Argumentation is prevalent in scientific discourse and critical to scientific progress. Recent efforts have attempted to identify and model argumentative structures in the scientific literature, but from a diversity of perspectives:

  • The scientific literature is a canonical domain in work on computational accounts of argumentation which attempt to model relations between spans and clauses encoding rhetorical structures (e.g., premises and conclusions) or community debate (e.g., supports or attacks).
  • Another thread of research, sometimes applied to bioinformatics, focuses on scientific claims and their relation to reported evidence. Much of this work adopts a corpus perspective, aligning claims across documents, using citations to construct claim-evidence networks that summarize the state of knowledge in a field.
  • Mainly within the health sciences, argumentative structures are being exploited to automate the production of systematic reviews, by identifying key actionable knowledge elements from collections of clinical reviews, case studies, and the scientific literature.

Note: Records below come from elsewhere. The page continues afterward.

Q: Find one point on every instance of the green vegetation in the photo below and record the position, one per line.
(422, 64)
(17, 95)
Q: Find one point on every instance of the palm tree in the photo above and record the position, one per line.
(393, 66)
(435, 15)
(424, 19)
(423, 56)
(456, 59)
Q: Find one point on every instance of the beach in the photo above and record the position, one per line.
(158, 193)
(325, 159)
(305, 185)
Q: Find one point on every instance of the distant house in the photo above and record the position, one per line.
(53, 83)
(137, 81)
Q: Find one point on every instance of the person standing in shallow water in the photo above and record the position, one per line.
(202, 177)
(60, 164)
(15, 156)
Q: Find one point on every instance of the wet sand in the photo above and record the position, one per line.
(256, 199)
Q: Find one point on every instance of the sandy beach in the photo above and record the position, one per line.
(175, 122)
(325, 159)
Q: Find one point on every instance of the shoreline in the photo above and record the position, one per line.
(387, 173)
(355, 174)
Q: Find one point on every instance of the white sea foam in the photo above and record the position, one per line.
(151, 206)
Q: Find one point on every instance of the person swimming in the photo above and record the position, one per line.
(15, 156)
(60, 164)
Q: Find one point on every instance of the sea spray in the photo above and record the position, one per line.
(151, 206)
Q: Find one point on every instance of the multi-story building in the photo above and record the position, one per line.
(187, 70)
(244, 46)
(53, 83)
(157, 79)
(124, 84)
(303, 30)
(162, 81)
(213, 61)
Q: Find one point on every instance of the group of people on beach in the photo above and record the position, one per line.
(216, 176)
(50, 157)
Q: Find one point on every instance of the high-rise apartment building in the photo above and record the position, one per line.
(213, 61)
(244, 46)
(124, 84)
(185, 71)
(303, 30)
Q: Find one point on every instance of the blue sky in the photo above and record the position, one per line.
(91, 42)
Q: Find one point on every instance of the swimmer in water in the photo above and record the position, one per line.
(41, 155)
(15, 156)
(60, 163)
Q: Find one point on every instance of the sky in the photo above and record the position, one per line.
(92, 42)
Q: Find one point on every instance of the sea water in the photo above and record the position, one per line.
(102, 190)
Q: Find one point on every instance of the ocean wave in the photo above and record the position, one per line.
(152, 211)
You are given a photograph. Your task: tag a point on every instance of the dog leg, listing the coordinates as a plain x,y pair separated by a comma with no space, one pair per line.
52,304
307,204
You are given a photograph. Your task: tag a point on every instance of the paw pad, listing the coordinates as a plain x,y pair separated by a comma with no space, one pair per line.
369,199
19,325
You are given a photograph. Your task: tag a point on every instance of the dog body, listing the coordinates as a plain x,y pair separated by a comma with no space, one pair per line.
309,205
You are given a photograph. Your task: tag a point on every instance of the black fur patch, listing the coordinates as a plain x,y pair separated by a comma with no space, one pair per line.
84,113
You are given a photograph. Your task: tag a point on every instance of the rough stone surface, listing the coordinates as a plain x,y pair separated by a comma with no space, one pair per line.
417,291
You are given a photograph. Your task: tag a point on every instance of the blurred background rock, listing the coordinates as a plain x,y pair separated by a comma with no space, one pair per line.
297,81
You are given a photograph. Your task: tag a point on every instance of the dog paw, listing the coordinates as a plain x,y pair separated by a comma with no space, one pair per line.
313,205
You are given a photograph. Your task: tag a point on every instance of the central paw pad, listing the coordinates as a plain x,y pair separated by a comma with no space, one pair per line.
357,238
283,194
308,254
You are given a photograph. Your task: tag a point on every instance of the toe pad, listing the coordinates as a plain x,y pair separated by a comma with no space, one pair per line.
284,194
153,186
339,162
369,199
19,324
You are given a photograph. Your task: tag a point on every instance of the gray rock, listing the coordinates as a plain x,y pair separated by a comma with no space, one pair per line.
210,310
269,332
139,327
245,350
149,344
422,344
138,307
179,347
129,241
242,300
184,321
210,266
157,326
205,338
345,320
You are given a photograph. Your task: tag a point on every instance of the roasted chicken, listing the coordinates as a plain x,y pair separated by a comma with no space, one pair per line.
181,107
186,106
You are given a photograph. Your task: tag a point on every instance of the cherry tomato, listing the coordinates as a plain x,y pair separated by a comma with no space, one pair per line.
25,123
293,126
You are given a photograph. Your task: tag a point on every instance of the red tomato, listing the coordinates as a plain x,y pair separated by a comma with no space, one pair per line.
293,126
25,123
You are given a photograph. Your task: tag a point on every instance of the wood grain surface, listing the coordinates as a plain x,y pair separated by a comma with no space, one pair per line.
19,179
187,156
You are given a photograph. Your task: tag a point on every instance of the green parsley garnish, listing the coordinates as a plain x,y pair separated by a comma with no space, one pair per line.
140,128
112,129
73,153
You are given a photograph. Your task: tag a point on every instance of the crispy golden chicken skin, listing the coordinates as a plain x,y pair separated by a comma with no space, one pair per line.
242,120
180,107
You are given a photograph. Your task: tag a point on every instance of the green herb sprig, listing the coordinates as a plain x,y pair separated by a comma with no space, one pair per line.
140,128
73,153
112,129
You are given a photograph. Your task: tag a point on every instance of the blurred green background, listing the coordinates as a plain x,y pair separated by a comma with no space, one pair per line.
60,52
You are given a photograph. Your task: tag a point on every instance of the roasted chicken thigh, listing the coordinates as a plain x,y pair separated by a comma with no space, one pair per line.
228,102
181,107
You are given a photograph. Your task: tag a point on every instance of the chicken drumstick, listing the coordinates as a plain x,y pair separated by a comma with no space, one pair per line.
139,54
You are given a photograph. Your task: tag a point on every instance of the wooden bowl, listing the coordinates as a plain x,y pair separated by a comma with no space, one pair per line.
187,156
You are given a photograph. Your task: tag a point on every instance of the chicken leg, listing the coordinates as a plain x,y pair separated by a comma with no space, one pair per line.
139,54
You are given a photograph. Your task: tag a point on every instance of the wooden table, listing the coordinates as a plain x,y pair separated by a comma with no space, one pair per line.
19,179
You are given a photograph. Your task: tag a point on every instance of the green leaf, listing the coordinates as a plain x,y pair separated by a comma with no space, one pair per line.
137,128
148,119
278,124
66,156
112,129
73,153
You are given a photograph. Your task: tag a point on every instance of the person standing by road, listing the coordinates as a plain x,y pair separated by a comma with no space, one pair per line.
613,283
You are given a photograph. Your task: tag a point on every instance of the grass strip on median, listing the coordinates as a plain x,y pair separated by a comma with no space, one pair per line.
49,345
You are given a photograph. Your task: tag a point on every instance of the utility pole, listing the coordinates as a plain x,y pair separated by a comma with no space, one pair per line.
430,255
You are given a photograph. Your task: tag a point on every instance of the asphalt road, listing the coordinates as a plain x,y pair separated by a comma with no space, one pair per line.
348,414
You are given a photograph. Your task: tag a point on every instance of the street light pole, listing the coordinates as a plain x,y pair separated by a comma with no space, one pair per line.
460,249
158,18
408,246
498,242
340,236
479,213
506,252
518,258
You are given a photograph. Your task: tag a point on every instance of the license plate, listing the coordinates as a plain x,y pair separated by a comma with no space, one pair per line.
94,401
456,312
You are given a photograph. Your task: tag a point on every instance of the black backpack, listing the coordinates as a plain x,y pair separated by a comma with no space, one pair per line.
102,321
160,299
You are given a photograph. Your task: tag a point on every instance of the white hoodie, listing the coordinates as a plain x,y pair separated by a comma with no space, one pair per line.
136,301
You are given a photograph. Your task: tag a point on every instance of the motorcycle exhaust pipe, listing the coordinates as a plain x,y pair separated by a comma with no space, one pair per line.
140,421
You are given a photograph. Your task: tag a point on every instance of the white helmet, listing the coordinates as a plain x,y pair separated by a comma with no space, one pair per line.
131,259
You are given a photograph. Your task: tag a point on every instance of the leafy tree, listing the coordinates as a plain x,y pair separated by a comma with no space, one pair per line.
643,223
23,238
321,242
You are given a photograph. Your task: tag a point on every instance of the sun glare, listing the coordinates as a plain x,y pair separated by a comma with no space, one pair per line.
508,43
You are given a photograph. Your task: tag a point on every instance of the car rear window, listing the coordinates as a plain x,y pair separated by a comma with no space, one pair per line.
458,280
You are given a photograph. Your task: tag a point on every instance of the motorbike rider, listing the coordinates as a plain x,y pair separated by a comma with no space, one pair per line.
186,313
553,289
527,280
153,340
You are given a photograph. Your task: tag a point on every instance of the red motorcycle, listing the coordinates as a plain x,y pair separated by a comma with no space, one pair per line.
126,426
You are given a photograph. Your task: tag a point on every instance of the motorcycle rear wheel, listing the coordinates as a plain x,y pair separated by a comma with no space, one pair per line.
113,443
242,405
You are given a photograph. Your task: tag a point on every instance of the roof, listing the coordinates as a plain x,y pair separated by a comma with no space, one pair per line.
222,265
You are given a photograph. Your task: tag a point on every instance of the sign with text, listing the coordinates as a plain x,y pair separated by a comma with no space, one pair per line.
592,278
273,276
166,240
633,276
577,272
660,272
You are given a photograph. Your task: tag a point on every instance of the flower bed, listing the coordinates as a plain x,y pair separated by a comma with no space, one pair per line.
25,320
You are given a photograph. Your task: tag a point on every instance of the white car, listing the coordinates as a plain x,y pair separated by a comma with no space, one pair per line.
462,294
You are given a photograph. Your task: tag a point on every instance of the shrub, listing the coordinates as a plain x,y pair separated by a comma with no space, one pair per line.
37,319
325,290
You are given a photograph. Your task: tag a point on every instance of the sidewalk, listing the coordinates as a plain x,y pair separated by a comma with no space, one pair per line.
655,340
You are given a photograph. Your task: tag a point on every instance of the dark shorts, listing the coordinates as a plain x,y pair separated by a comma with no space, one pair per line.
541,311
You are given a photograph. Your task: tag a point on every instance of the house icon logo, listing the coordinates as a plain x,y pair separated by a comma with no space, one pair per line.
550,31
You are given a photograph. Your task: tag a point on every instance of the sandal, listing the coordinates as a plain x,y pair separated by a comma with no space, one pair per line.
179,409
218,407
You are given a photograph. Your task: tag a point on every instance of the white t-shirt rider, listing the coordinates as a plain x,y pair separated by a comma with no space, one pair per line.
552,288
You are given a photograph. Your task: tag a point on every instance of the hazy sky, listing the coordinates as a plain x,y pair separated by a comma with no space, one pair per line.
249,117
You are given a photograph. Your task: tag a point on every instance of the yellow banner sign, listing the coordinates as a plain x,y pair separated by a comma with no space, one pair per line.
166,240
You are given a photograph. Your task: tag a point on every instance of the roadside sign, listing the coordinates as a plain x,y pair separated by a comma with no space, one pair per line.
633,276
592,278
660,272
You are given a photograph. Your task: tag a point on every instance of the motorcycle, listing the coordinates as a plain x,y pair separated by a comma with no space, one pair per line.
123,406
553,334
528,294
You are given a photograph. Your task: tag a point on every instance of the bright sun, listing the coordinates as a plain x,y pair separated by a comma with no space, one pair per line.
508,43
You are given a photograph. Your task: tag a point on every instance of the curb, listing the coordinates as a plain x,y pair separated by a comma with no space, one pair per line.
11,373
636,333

Despite this abundance of interest and the clear practical importance of the work, we lack consensus on how scientific argumentation should be formalized. It remains unclear whether formalisms popular in non-scientific domains can be adapted for scientific discourse – or even whether a single formalism can adequately support argumentation research in literatures as diverse as biology, chemistry, materials science, and medical science. This manifests in a dearth of shared reference corpora needed to advance research into computational treatments of scientific argumentation, and no consensus on a model for defining argumentative components in scholarly text.

The purpose of this Dagstuhl Seminar is threefold:

  1. Lay the groundwork for a nascent, multidisciplinary community devoted to building and maintaining principles, tools, and models to identify key components in scholarly argumentation;
  2. Develop a foundational model for argumentation in science and healthcare, in order to
  3. Enable robust advances in argument technology for scholarly and medical discourse.

Prior to the seminar, participants will be invited to contribute to the seminar preparation, e.g., by submitting reference material, submitting any corpora and formal descriptions suitable for use in an annotation exercise, or by attending tutorial sessions.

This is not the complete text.